The right of way of the defendant’s railroad is laid out across a certain 40 acres of land. All of this 40, except the right of way, is owned by plaintiff. For 25 years before the commencement of this action, defendant had maintained a fence on each side, of its track across this 40, each fence being 50 feet from the middle of the track, thereby enclosing a strip 100 feet wide as a right of way.

*254Defendant, claiming that its right of way was in fact 300 feet wide, — 150 feet on each side of the middle line of its tracks, — proceeded to take in and inclose, as a part of such right of way, a strip 100 feet wide along the west side of the west fence across the 40. This action was brought to enjoin it from doing so. On the trial, the court found for plaintiff, and, from the judgment entered in his favor, defendant appeals.

It appears by the evidence that some time prior to August 23, 1870, plaintiff’s grantor, one Parsons, by a verbal contract, agreed to convey said 300-foot strip to defendant, who thereupon entered upon the land, and proceeded to grade its railroad across the same. On August 23, 1870, Parsons conveyed the 40 to plaintiff, but the deed contained the following reservation:

“Except so much of the above tract as is occupied by the right of way of the Winona and St. Peter Eailroad as the same is now located through and on said tract.”

Thereafter, on April 18, 1871, Parsons, pursuant to said verbal contract, made to defendant a deed which purports to convey to it said 300-foot strip. We are of the opinion that the above-quoted reservation in the deed to plaintiff excepted only so much of the right of way as was then actually occupied by defendant or marked out upon the land.

The reservation excepted only “so much * * * as is occupied by the right of way * * * as the same is now located through and on said tract.” This does not refer to said verbal contract, but to the physical conditions which at the time actually existed on the land. The right of way extended through a tract of timber land, and the evidence tends to prove that, at the time in question, defendant had cut down the trees on a strip 100 feet wide, — 50 feet on each side of the middle line of the track, — and no wider, and that the sides of this strip were bounded by well-defined lines. Then the court was warranted in finding that the exception in the deed to plaintiff reserved a strip only 100 feet wide, — 50 feet on each side of the middle line of the track.
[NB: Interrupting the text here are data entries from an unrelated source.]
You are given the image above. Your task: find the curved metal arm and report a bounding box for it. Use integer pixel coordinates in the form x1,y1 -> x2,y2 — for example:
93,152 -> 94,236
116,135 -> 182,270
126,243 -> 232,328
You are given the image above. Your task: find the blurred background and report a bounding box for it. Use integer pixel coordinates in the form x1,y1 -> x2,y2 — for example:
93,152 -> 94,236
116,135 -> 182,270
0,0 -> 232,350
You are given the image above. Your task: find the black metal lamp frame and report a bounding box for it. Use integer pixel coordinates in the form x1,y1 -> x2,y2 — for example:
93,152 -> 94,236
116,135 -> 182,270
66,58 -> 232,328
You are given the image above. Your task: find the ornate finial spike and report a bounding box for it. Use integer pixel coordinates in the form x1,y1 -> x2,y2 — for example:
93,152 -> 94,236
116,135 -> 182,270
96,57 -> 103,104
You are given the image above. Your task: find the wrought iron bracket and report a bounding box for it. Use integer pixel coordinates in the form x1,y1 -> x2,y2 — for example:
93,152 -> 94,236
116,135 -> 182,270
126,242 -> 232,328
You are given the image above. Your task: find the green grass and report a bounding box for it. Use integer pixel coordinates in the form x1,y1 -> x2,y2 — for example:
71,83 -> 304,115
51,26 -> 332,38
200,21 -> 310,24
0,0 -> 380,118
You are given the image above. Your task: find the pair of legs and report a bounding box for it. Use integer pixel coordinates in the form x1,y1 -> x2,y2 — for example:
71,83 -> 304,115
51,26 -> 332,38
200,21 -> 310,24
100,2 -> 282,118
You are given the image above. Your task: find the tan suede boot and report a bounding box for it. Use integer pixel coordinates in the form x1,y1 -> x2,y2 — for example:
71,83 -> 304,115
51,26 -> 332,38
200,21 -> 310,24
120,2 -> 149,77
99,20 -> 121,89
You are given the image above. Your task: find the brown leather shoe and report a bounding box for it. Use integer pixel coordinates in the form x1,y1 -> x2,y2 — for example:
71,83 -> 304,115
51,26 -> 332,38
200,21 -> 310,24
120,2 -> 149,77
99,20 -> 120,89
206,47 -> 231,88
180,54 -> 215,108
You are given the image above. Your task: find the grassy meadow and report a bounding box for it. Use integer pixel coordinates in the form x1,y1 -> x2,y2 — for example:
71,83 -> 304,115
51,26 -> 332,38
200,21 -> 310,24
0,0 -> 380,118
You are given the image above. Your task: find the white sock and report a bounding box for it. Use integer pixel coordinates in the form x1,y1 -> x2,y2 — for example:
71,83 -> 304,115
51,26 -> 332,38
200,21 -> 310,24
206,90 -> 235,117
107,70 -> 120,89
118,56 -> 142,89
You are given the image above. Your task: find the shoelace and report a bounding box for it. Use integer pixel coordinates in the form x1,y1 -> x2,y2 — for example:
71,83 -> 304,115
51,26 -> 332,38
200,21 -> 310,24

When plaintiff purchased the 40 he made no inquiry of defendant as to what its rights were. Appellant contends that, as it was in *255possession at the time, plaintiff was put on inquiry as to the extent of its rights, that it was in position to enforce those rights by specific performance, and that plaintiff must be held to have purchased with notice of those rights, and subject to them. Conceding without deciding that appellant’s position is correct, it does not follow that it should prevail in this action. Plaintiff, by the conveyance to him, took the legal title to all of this right of way except the middle 100-foot strip, and, if appellant’s position is correct, he holds such title in trust for appellant; but it has not asked for specific performance or any equitable relief against him. In the absence of any such claim for equitable relief, he had a right to stand upon his legal title, and it must prevail.

This disposes of the case, and it is unnecessary to consider whether or not defendant’s rights were cut off by the adverse possession of plaintiff.

Judgment affirmed.






Concurrence Opinion

BUCK, J.

I concur in the result, but I do not think that it ought to be conceded that plaintiff in any manner holds the extra 200 feet in trust for the benefit of the defendant. If any concession is to be made, it should be that plaintiff has an absolute title to the. 200 feet, discharged from all claim, right or estate therein on the part of the defendant.